All the gear except a few middling items have now been purchased. I am still waiting for a shirt and a stove to appear on my doorstep from the USPS fairy (I have yet to actually see our mailman), but all other incidental items can likely be procured in a single afternoon. A significant pile of dried meals has been ordered from Outdoor Herbivore and will be allocated to specific resupply boxes later this week. Plane tickets are purchased and sleeping quarters arranged in San Diego for the night before the hike starts.

Yup. All coming together.

The planning and preparations never really concerned me as much as they did Amelia. Much of my formative years were spent exploring forests and I have extensive backpacking experience from previous trips. Ultralight backpacking is reasonably new to me, but I have always been careful to choose the best gear for my outdoor activities, which has helped me have a pack weight that is significantly less than people who are still using packs purchased in the 80s. As a man whose metabolism still burns fiercely, food intake to me is as much about fuel as taste so I will eat almost anything put in front of me. While my concern for all these things is not exactly lighthearted, it borders a bit on laissez-faire. We shall just see how the gear and food goes, no?

What is on my mind is the reliability of my body. Last year at this time is when Amelia visited me in Portland after her stint in Antarctica and trip around New Zealand. She told me the other day that what she remembers of that visit is me still limping and becoming tired after walking just a mile. 10 months ago I was still scared of uneven ground for fear my knee would collapse on me. 6 months ago is when I went for my first 2 minute jog. 3 months ago, I snowshoed up solo to a remote fire lookout. A month ago I finally did a trail run that lasted over an hour (full disclosure: very sore afterwards). And, right now I am rotating between days of walking 6-8 miles or spending two hours in the gym doing weights, rowing, and stationary biking.

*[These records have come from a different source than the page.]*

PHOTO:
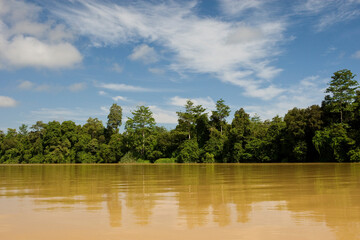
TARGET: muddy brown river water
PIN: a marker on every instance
(239, 201)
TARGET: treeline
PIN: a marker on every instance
(326, 133)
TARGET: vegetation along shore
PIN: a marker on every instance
(326, 133)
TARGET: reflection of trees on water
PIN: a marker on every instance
(202, 193)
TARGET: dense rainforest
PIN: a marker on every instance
(326, 133)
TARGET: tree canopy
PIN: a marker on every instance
(326, 133)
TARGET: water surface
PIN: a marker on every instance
(251, 201)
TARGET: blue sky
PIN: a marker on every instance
(71, 59)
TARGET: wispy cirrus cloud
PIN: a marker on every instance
(7, 102)
(25, 41)
(31, 86)
(197, 44)
(64, 114)
(307, 92)
(144, 53)
(123, 87)
(207, 102)
(120, 98)
(356, 55)
(329, 12)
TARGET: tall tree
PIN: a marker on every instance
(342, 88)
(191, 114)
(114, 118)
(141, 122)
(222, 112)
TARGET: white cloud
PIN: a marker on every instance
(119, 98)
(123, 87)
(207, 102)
(235, 7)
(26, 85)
(64, 114)
(329, 12)
(307, 92)
(25, 42)
(7, 102)
(76, 87)
(144, 53)
(117, 68)
(102, 93)
(356, 55)
(28, 51)
(156, 70)
(197, 44)
(163, 116)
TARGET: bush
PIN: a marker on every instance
(189, 152)
(128, 158)
(165, 160)
(208, 158)
(355, 155)
(142, 161)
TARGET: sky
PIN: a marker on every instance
(72, 59)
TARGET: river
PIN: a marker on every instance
(220, 201)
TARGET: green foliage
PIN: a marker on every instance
(128, 158)
(114, 117)
(333, 143)
(165, 160)
(342, 88)
(303, 135)
(208, 158)
(189, 152)
(138, 128)
(354, 155)
(188, 118)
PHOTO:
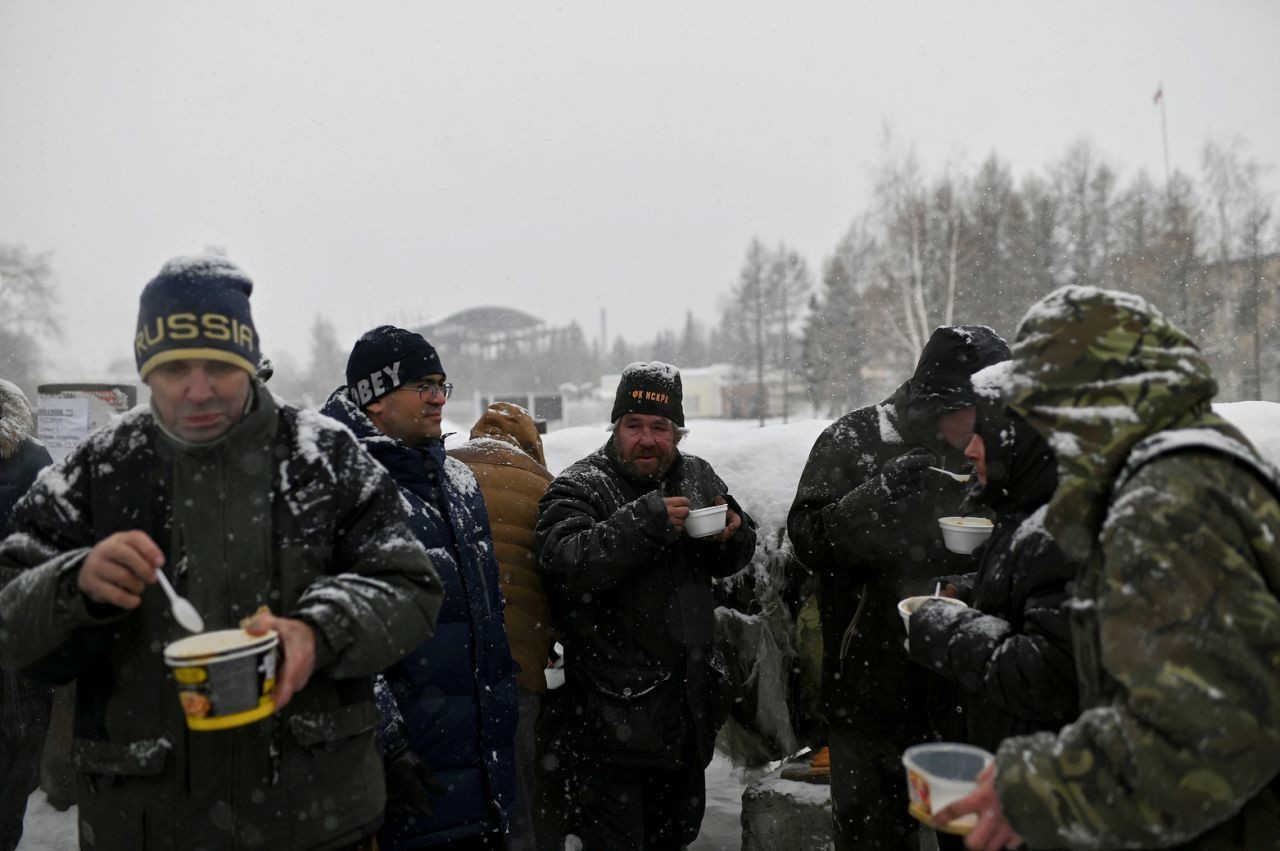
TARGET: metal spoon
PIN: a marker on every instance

My knee will never be 100% again, I understand that. As my physical therapist joked, I no longer have original factory parts. I tore it up pretty bad and it will never be completely reliable. Rubbing the scar tissue in my tendon has become somewhat habit forming. But, in the past year I have worked desperately to restore as much strength and functionality as possible. Strong enough to attempt a 2,600 mile backpacking trip. Not strong enough to feel remotely certain of finishing.

In all fairness, I am giving myself even odds of making it through the first month. Even disregarding the knee, I have not treated my body gently these past three decades. Years of soccer, running, backpacking, mountaineering, and shenanigans have taken a toll. It has been a well lived life, in my opinion, but I am now starting to deal with the complications of that hard playing. Lots of muscles, tendons, and ligaments are infused with scar tissue. Backpacking 2,600 miles is not going to treat them kindly.

And yet, why the hell not try.

"Far better it is to dare mighty things, to win glorious triumphs even though checkered by failure, than to rank with those poor spirits who neither enjoy nor suffer much because they live in the gray twilight that knows neither victory nor defeat."